“It’s about time someone said it. Being born female in one of the world’s poorest countries means your life will be harder, simply because of your gender. Unlocking the full potential of girls and women wouldn’t just transform their own lives, or even their families’ – it could help end extreme poverty for good”. – ONE.org
Today, October 11, is the International Day of the Girl, a day declared by the United Nations in 2011 to raise awareness about all issues concerning gender inequality around the world. It’s a day when activist groups come together under the same goal to highlight, discuss, and take action to advance rights and opportunities for girls everywhere. Fast forward to today and the International Day of the Girl has become a global movement of hope, inspiration and advocacy to better the lives of half our planet who is being left behind.
Globally, more than 600 million girls live in the developing world and of that number, 130 million girls are currently not in school right now. This is a huge problem which has significant repercussions not only for girls but for the economy and well-being of society as a whole.

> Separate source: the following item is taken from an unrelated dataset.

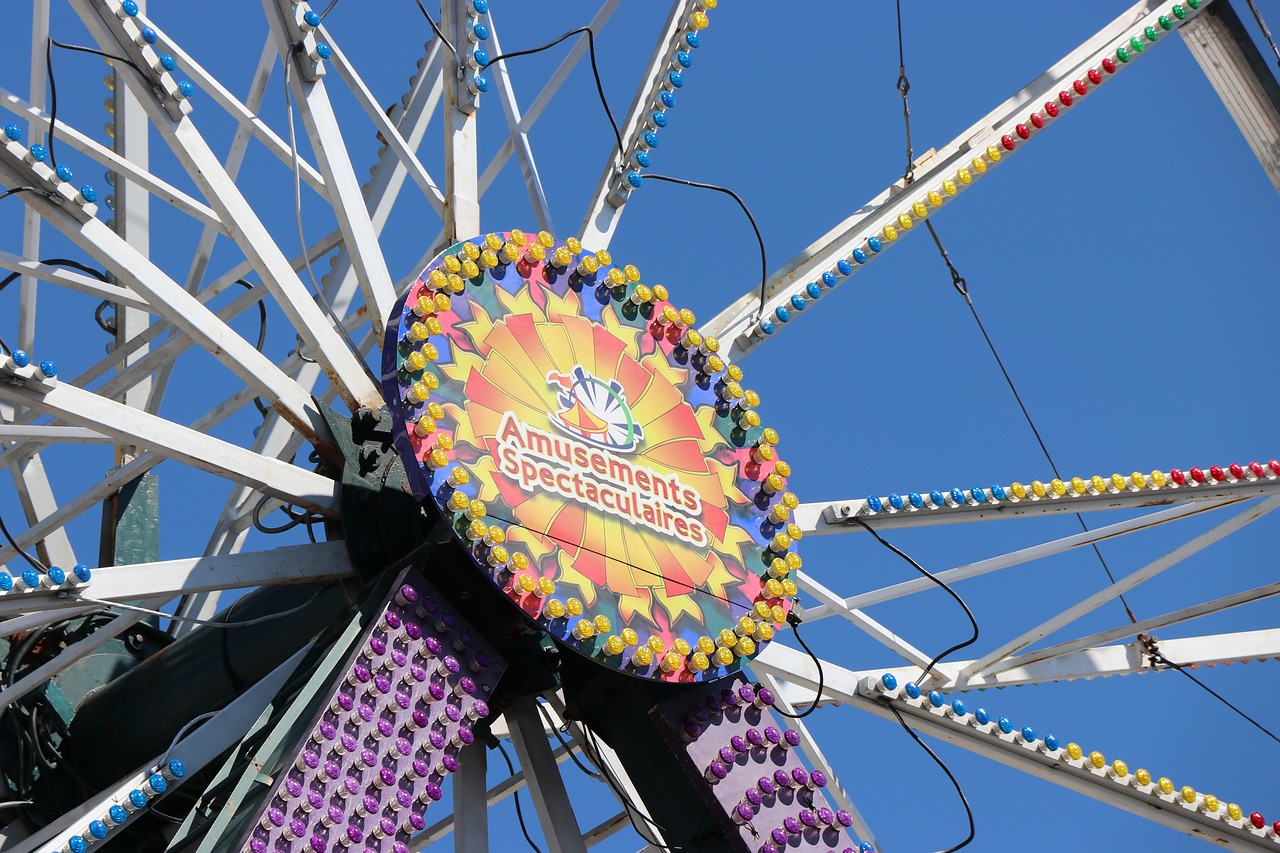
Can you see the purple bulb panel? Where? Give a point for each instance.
(387, 737)
(741, 758)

Education is one of the most powerful weapons in the fight against extreme poverty – so it’s unacceptable that so many girls are still denied the chance to learn.

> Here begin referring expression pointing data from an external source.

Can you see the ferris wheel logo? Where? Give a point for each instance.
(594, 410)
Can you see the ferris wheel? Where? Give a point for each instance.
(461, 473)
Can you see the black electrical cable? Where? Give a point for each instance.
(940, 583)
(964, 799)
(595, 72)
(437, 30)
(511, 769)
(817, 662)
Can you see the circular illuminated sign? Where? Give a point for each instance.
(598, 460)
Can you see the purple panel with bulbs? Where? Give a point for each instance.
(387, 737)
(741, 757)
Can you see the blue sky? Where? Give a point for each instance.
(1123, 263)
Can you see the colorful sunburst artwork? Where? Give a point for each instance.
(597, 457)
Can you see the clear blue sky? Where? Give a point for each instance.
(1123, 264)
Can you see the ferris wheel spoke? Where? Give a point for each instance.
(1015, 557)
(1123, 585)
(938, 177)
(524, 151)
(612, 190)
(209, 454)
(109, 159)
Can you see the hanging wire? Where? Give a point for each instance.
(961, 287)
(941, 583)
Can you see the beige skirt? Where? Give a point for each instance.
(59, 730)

ONE, a campaigning and advocacy organization of more than eight million people around the world taking action to end extreme poverty and preventable disease, fully understands the power of girls and the way education can be used as a conduit to better not only their lives but society as a whole. ONE is a strong advocate for the rights of women and girls around the world and in honor of this year’s International Day of the Girl, one has released a new report titled “The Toughest Places for a Girl to Get an Education”.
The report identities the ten toughest places in the world for a girl to get an education and has some tragic facts:
- The top ten toughest countries are all fragile states and among the poorest in the world.

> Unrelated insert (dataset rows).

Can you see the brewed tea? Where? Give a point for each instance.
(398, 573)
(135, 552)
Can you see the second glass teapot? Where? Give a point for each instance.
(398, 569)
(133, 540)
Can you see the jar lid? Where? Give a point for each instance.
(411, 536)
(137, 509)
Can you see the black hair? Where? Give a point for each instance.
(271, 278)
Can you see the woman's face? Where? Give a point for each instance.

- Nine out of ten toughest countries are in Africa.
- Poverty is sexist. Within the toughest 10 countries, girls are 57% more likely than boys to be out of school at the primary level and 83% at the secondary level.
- In the 10 toughest countries, half of the girls are married before their 18th birthday.
- In South Sudan, 73% of girls don’t go to primary school.
Yet there is so much hope. Educating girls can change the world. The ripple effect of educating one girl in a community is astounding. The math is simple and easy. So why aren’t more girls in school?